David Chang opened Momofuku Noodle Bar in 2004 in Manhattan’s East Village serving up what were then considered novelty dishes, such as ramen and pork buns. Business was slow for the first few months, but the hard-driving perfectionist kept tweaking the menu until his Americanized version of the traditional Japanese noodle became talk of the town. Chang has since made Momofuku a global culinary brand. He has opened 16 restaurants (two have closed due to the pandemic), launched a much-loved food magazine (Lucky Peach), written a best-selling cookbook, and hosts a hit podcast (The Dave Chang Show) and Netflix documentary series (Ugly Delicious). Now he’s written a memoir, Eat a Peach, co-authored with Gabe Ulla, which details his complicated relationship with his father, his struggles with mental health and the joys (and worries) of becoming a new dad. In an interview with The Globe and Mail, Chang talks about his admiration for Canada, how 15 years of therapy have helped him deal with suicidal thoughts, and how the coronavirus has made him even more of a “neurotic mess.”
You’ve accomplished so much in your career. What drives you?
I’m constantly in this mode – I have to provide, I have to provide – but the pandemic has forced me to re-evaluate a lot of things. Like how much do we sacrifice for success? I’m trying to learn to appreciate what I have and not what I don’t have. To be a really good dad I have to remind myself of that. My dad’s only measure of success was financial success and I would have given all that up just to have had a better father. My version of success can’t be the same that was instilled in me by my father, who recently passed. I have to break the cycle.
Has the process of writing this book helped you to clarify some of that?
I started [this project] in earnest three years ago and so much has changed since then. Hell, so much has changed since May when this book was supposed to come out. I’m just trying to keep up with the changes. [Writing] isn’t easy. In some ways it was therapeutic, and in some ways, it was extremely painful. It has become more evident to me that I seek out mental pain for a variety of reasons. I seek it because it’s never let me down. It drives me. But in so many ways that’s a cop out, because focusing on it meant I didn’t have to deal with the problems at hand.
The pandemic has forced us all to re-evaluate things, what’s your current state of mind?
I’m at war with myself all the time, which is good and bad. One of the things that drove me to work so hard is that I never wanted to squander my opportunities. I’m at a place now where I’m asking myself have I done more good than bad? Have I added more value than not? It’s one of things I’m working with my psychiatrist on. If I asked people they’d say, “You [screwed] up Dave, but you’ve done more good than bad.” My mind says I’ve done more bad than good. It’s my responsibility to change those odds. I think it’s pretty clear I’m a neurotic mess.
You write that the kitchen saved your life, how so?
Everything is a paradox in my life. [The kitchen] saved me and it destroyed me. My life was rudderless for many years. The kitchen culture – at least the one that really resonated with me – was based on a military system. It gave me structure and order. But like so much in my life I took it to extremes and I pushed myself and others relentlessly. I grew up with a dominating figure in my life and I learned to respond in kind. My dad didn’t know any better, but if you look at it he was abusive as hell. I spent my life trying not to be my dad and hating him in so many ways. [But] my siblings say, I’m just like dad, which shows the distortion in what I choose to believe. Writing this book has been a reckoning of so many things. It forced me to see the real me based on the perspective of others.
Has the experience of fatherhood softened you?

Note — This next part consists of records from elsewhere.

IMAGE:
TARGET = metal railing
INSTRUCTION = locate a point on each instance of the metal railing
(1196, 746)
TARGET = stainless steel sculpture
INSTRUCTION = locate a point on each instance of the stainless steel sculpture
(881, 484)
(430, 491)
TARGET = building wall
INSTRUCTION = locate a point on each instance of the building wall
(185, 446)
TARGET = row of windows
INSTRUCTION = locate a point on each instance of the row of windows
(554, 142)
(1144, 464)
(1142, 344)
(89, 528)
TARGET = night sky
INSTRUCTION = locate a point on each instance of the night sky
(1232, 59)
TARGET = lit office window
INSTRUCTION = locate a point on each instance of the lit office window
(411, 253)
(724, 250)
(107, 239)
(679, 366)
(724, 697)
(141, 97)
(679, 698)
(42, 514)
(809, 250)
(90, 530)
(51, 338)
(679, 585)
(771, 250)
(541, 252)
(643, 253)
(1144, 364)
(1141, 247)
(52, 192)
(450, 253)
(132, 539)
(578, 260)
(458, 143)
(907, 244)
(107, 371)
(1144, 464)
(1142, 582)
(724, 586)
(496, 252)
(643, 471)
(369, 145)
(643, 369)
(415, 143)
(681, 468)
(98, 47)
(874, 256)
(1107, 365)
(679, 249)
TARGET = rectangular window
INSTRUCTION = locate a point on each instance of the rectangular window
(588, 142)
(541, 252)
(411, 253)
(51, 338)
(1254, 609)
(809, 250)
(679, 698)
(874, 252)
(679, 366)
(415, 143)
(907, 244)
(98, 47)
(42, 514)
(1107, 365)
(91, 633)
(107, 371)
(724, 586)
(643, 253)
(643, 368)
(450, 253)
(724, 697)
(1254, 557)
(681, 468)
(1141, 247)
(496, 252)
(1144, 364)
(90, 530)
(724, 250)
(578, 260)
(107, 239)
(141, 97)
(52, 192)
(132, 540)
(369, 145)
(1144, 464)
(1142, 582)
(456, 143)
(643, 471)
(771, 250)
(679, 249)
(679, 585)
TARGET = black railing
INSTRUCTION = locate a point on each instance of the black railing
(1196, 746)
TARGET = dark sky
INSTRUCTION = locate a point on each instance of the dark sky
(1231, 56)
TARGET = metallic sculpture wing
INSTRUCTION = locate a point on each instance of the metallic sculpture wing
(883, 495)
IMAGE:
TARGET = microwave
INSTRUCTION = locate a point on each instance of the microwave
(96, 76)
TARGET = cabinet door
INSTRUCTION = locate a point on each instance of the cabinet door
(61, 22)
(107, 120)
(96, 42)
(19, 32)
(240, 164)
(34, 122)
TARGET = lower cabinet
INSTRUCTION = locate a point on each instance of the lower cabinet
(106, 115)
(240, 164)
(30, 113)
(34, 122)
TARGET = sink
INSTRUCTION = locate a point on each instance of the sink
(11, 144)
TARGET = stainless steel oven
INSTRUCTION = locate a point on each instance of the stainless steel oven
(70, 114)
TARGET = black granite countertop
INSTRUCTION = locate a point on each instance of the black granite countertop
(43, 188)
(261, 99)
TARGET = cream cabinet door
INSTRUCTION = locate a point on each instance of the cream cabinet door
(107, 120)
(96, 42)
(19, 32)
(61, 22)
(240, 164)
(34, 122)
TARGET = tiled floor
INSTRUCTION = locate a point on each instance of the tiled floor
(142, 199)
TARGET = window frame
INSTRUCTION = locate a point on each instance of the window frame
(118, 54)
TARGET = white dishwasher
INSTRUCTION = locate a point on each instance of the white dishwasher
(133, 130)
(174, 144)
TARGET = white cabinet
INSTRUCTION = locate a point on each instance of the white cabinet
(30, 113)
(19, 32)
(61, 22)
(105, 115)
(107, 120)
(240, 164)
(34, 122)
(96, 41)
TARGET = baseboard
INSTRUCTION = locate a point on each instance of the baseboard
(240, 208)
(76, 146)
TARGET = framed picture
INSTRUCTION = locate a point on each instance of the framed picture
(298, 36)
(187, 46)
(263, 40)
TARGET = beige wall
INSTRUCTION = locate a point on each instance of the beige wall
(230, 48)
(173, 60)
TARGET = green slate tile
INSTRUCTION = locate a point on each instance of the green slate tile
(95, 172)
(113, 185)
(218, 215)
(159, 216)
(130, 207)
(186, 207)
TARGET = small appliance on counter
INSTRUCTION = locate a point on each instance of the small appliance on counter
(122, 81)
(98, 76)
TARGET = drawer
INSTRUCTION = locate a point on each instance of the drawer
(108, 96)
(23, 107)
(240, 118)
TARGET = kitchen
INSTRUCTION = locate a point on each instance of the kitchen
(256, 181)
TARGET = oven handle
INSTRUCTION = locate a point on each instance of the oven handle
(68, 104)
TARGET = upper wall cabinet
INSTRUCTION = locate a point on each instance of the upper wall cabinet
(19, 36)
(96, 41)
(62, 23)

Having kids makes you less selfish. All we want for our kids is happiness. Everything – my business, my depression – all of that is secondary now to his happiness, and me trying harder to be a good person. My depression made me selfish. I was just focused on me. What’s been brought into focus the past few months is the best version of me is when I’m not in service of me. It’s when I’m in service of others. Whenever I cause problems it’s because of blind ambition and my inability to see anybody else but myself.
You’ve spoken about how the pandemic has left the restaurant industry in crisis. How is your business faring through all of this?
I don’t know if Momofuku is going to make it. A lot of people I love are suffering and I’m really mad I wasn’t able to provide for them in their time of need. Of course, I want Momofuku to survive, to be best in class, however if we’re hurting it’s not difficult to imagine the suffering of the small mom and pop shops. It’s ugly times. If I was a Canadian citizen maybe I wouldn’t be so negative on the future. Canada’s a more equitable place to live than the U.S. and people are generally happier. America is the best of the world and the worst simultaneously. That’s not to say Canada doesn’t have its own issues, it does, but it’s just a more sensible country. If Trump wins the election I don’t know what I’m going to do.